Ideally, a barrier coating should adhere well to the substrate and be free of cracks, with a coefficient of thermal expansion close to the value for the substrate. The coating should have good high temperature resistance and prevent O2 ingress and C egress. Barrier coatings include noble metals, carbides, borides, nitrides and silicides.
- Noble metals
Iridium (mp=2440C) does not react with C to form carbides (up to 2280C) and is a superb barrier to O2 (up to 2100C) but is very expensive and difficult to apply with poor adhesion to carbon composite. At high temperatures, it can form volatile Ir2O3 and IrO3, which can cause erosion.
- Silicon coatings
Pack cementation, or SiC conversion, can be employed, where the materials to be coated are packed in containers holding Si, SiC, Al2O3 and MgO powders. These react at 1600C to form a SiC coating graded from pure carbon on the inside to pure silicon on the outside and achieving a thickness of about 0.5mm.
Si (l or g)+ C→ SiC
SiO+2C→SiC+CO (g)
Molten silicon does, however, have a preference to react with the carbon fibers rather than with the carbon matrix and this can be avoided by applying an initial coat of SiC using the CVD process, giving a more dense coating.
Oxidation characteristics of high temperature ceramics
Chemical vapor deposition using CH3SiCl, or CH3SiCl3 in the presence of H2 at 1125C can employed to deposit an outer coating of SiC from the gaseous phase, which acts as a primary barrier to O2 ingress. A B rich inner layer, applied by slurry coating, or the CVD process, provides the means of sealing any cracks in the outer coating.
There is a good thermal expansion match with carbon-carbon composites and silicon ceramics. SiC is limited to use at 1700C as the layer is disrupted by formation of CO.
At temperatures below 1150C, the viscosity of the silica glass is too high and is it unable to flow into any cracks that may develop. However, it is widely used in conjunction with B.
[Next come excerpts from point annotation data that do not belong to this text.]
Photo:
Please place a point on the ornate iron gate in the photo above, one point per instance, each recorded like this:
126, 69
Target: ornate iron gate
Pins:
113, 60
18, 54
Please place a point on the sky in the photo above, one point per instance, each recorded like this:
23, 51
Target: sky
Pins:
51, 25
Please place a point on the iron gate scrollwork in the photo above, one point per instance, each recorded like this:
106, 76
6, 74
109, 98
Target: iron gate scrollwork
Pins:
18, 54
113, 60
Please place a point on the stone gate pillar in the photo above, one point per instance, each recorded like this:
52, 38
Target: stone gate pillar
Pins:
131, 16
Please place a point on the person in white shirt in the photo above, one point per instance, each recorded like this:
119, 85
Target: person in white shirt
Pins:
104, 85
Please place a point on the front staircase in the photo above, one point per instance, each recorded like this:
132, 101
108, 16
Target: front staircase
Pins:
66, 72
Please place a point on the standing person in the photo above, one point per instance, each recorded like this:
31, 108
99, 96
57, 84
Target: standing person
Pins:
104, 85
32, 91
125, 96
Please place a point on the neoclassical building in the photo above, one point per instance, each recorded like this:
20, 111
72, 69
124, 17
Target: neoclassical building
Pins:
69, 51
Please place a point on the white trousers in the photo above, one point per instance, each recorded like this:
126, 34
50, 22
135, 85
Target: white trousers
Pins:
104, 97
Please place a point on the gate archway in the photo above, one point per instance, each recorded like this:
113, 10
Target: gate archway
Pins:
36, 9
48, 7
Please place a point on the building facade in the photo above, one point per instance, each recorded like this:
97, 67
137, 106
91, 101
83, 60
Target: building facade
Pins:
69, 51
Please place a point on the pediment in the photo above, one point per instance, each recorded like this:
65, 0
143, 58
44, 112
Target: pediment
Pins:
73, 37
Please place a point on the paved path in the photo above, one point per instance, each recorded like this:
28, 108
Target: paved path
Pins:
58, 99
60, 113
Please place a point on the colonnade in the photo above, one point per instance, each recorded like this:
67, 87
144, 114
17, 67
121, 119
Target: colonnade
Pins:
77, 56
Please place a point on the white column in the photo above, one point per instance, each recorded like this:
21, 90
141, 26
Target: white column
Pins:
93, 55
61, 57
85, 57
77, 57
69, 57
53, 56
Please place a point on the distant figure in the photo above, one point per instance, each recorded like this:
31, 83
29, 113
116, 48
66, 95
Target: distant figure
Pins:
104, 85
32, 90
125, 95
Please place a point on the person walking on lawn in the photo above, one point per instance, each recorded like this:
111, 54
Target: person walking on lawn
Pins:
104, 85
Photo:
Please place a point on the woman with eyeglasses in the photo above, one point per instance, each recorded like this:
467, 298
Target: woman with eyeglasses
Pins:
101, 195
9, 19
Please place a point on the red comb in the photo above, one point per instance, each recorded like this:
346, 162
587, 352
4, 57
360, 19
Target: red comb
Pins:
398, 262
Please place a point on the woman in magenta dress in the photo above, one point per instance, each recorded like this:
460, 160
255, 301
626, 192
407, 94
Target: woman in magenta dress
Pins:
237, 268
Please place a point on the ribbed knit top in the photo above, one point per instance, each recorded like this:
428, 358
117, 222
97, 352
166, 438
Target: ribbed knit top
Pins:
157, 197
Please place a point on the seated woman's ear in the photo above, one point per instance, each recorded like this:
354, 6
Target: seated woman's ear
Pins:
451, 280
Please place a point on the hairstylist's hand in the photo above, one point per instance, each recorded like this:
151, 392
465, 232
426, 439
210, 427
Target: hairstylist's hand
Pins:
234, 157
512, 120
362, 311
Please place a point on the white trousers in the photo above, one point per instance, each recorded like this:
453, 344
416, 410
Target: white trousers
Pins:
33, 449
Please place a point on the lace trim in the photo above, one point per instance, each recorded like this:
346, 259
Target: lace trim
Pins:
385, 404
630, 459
An alternative approach is to use a carbon-silicon matrix via chemical vapor infiltration with carbon and SiC co-deposition from CH3SiCl3, C2H2, Ar and H2, by gradually varying the source gases in semi-continuous process, from C2H2 to CH3SiCl3. Although this material seems to be macroscopically homogeneous, microscopic examination shows a gradient variation of the matrix sheaths around each fiber. The oxidation resistance of the material is significantly superior to that of a carbon-carbon material.
A serious problem with a SiC coating is spallation and crack formation due to thermal mismatch stresses. Applying a graded coating-pure carbon on the inside and pure SiC coating on the outside-helps to minimize spallation.
General Atomic technologies have developed another process termed a preceramic polymer coating (PPC) using a polymeric coating system made by Ethyl Corporation, which have been shown to perform as well as, or better than, the industry standard CVD-SiC system.
Carbon-carbon made with a cellulose based carbon fiber has a coefficient of thermal expansion about twice that a a PAN based carbon fiber system. Since the cellulose based carbon-carbon has a CTE fairly close to that of SiC or Si3N4, it is consequently less of a mismatch than a PAN based system, it will be necessary to accommodate this serous mismatch of CTEs and will require a sustained program of research to find a solution.
Silica films can be used as O2 diffusion barriers and may be applied by impregnation with tetraethylsilicate (TEOS) or by a sol-gel process. Extended use of silica coatings above 1200C is restricted by recrystallization occurring, with subsequent shrinkage and cracking. SiO2 has relatively poor wetting characteristics and at high temperatures, SiO2 must be separated by a hard oxide from the carbon-carbon, as other wise, it is reduced.